In the second toggle test, performed from 1 September to 19 November 2021, we also use a correction factor of c=0.8. However, this test uses the unmodified wind vane measurement φwt(t) for the yaw trigger. The corrected value φcorr(t) is applied only for the yaw target.
For the evaluations of the tests, we consider the number of yaw manoeuvres in the respective test period. We analyse the step response of the measured wind direction deviation during a yaw manoeuvre according to Sect. 2.4.2, and we investigate the influence on the power output by calculating the changes in the power curve.
3.3.1 Evaluation of the toggle tests
This section summarizes the results of the two toggle tests that were conducted in the Rysumer Nacken test site on the Bard 5.0 wind turbine. Table 1 lists the most important statistics of the toggle tests, which are referred to in the following when describing the individual test results.
Even though the period of normal operation was the same as the period with activated wind vane correction when performing a toggle test, the “total durations” differ here. The data filtering can explain this, since only periods in which the wind turbine was active and operated in the partial-load range with no active power curtailment applied were considered.
In the first toggle test, the turbine performed on average 0.95 yaw actuations in 10 min with the activated wind vane correction, turning 7.28∘ per 10 min on average. Compared to 1.64 yaw manoeuvres and a yaw distance of 13.66∘ per 10 min on average in normal operation, this is a reduction of 41.8 % in actuations and 46.7 % in total yaw distance.
The yaw distance, in general, is closely related to the actuator duty cycle (ADC) of the yaw controller. The Bard 5.0 turbine yaws at an average rotational speed of about 0.75∘ per second, so the average yaw distance per 10 min of 13.66∘ for normal operation takes approximately 18.21 s, which means that the yaw motor is active about 3 % of the time. Due to the inertia of the nacelle, the rotation speed is not entirely constant; therefore, this conversion is only an approximation. Thus, in this evaluation, we only use the average yaw distance per 10 min and not additionally the ADC.
In the second toggle test, the yawing activity was reduced from 1.169 yaw actuations per 10 min in regular operation to 1.078 per 10 min with wind vane correction activated, i.e. by 7.8 %. Due to the wind vane correction, the yaw distance experienced a reduction of 27.4 % from 9.27 to 6.73∘ per 10 min.

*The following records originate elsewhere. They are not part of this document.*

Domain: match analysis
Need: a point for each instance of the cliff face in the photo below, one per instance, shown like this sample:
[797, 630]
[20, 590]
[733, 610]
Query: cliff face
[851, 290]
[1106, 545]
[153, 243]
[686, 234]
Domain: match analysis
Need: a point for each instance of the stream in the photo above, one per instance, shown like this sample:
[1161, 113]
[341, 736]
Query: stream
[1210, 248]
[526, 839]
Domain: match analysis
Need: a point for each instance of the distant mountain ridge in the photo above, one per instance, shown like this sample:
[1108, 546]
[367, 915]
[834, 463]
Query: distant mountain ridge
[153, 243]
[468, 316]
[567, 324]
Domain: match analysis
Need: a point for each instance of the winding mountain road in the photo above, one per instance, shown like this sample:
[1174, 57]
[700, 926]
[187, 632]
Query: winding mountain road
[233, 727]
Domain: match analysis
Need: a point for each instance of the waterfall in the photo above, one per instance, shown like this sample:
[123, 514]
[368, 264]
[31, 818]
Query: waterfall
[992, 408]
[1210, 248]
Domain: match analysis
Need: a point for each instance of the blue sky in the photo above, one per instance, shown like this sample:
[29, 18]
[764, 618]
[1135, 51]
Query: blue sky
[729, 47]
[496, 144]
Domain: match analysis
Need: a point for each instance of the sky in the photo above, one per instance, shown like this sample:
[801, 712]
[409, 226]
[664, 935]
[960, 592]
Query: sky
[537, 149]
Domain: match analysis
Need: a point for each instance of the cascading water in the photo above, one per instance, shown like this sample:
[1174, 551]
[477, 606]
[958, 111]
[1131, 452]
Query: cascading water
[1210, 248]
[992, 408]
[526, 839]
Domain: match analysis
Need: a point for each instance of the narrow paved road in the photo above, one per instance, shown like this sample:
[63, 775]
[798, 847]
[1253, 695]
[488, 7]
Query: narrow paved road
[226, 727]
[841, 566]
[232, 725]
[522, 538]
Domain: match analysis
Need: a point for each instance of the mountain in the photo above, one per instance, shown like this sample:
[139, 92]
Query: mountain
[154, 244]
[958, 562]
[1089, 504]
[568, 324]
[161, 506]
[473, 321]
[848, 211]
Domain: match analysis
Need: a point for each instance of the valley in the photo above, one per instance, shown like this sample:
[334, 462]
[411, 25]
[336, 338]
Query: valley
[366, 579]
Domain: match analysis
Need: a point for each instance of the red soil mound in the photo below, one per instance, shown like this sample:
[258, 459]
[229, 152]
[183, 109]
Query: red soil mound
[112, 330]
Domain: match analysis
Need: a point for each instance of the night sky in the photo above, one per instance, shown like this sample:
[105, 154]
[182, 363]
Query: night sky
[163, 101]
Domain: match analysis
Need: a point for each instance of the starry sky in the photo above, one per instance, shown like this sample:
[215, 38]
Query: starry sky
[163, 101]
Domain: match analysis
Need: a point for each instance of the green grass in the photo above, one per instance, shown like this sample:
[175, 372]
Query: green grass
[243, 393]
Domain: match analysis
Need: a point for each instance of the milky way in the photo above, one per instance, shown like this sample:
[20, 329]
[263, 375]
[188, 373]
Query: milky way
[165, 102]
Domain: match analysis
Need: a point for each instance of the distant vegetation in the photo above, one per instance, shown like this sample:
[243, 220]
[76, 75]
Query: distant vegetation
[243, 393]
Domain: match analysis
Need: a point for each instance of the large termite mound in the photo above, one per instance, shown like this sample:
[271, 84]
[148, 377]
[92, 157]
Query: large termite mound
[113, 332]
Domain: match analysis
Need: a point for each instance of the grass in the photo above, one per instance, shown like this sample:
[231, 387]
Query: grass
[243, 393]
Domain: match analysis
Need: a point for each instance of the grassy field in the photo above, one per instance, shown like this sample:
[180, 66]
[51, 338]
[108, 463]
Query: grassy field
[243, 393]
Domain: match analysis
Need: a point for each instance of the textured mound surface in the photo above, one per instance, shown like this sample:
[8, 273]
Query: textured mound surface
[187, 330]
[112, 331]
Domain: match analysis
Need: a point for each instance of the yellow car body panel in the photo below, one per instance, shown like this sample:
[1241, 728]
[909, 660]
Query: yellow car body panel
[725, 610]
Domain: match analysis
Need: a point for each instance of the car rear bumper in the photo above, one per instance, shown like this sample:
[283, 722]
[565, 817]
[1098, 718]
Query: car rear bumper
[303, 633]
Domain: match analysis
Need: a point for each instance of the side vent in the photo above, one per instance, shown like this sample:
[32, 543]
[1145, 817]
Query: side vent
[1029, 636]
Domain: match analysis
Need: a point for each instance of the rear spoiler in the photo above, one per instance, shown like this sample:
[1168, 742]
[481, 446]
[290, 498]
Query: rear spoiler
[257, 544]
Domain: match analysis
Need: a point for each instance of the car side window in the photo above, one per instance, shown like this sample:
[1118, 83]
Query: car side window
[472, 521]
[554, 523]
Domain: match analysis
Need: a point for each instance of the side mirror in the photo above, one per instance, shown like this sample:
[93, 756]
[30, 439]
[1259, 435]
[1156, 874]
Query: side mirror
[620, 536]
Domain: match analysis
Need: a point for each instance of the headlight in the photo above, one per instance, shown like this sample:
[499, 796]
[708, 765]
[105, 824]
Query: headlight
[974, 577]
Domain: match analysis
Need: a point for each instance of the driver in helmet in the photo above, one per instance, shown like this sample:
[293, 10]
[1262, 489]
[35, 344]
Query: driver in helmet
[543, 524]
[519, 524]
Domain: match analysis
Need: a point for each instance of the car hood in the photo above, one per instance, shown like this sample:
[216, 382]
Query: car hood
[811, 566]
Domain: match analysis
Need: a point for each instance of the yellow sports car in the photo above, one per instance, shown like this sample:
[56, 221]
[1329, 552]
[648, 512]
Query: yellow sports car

For both test cases, we aggregated the wind direction deviation before and after the yaw processes as described in Sect. 2.4.2 and present them in Figs. 11 and 12 for the first test case, similar to Figs. 9 and 10. The measurements shown are the 10 s moving average wind direction measurements. It can be seen that the alignment of the wind turbine and the measured wind direction at the wind vane match better after the yaw process compared to Figs. 9 and 10. The result for the second test case looks very similar to this figure, so we do not show it here.
To identify the influence of the wind vane correction on the performance, we determined the power curves binned in 1 m s−1 steps from the 10 min data for both conditions in both test cases. We calculated the absolute power difference for each bin , where Pcorr is the power output with the wind vane correction active, and Pstandard is the power output during standard yaw control, with no wind vane correction.
Figure 13 shows the difference in these power curves for the first toggle test and Fig. 14 for the second toggle test. In addition to the difference, we added error bars. These were calculated from the square root of the sum of the squared standard errors in the mean of both power curves multiplied by 2.576 to give an estimate of the 99 % confidence interval.
Figure 13 shows that in the first toggle test, on average, less power is produced by the wind vane correction for most wind speeds. Still, the fluctuations in the measurements are so large that this is not statistically significant. In Fig. 14, more power is produced during the second toggle test for most wind speeds by the wind vane correction, but the difference is not statistically significant here either.
For both test cases, we calculated the influence on the annual energy production (AEP) using the average values and an assumed Weibull wind distribution (Weibull scale parameter A=11.33 m s−1 and Weibull shape parameter k=2.29). For toggle test 1, this results in a loss of power generation of −0.43 % and for toggle test 2 an increase in power of 0.06 %.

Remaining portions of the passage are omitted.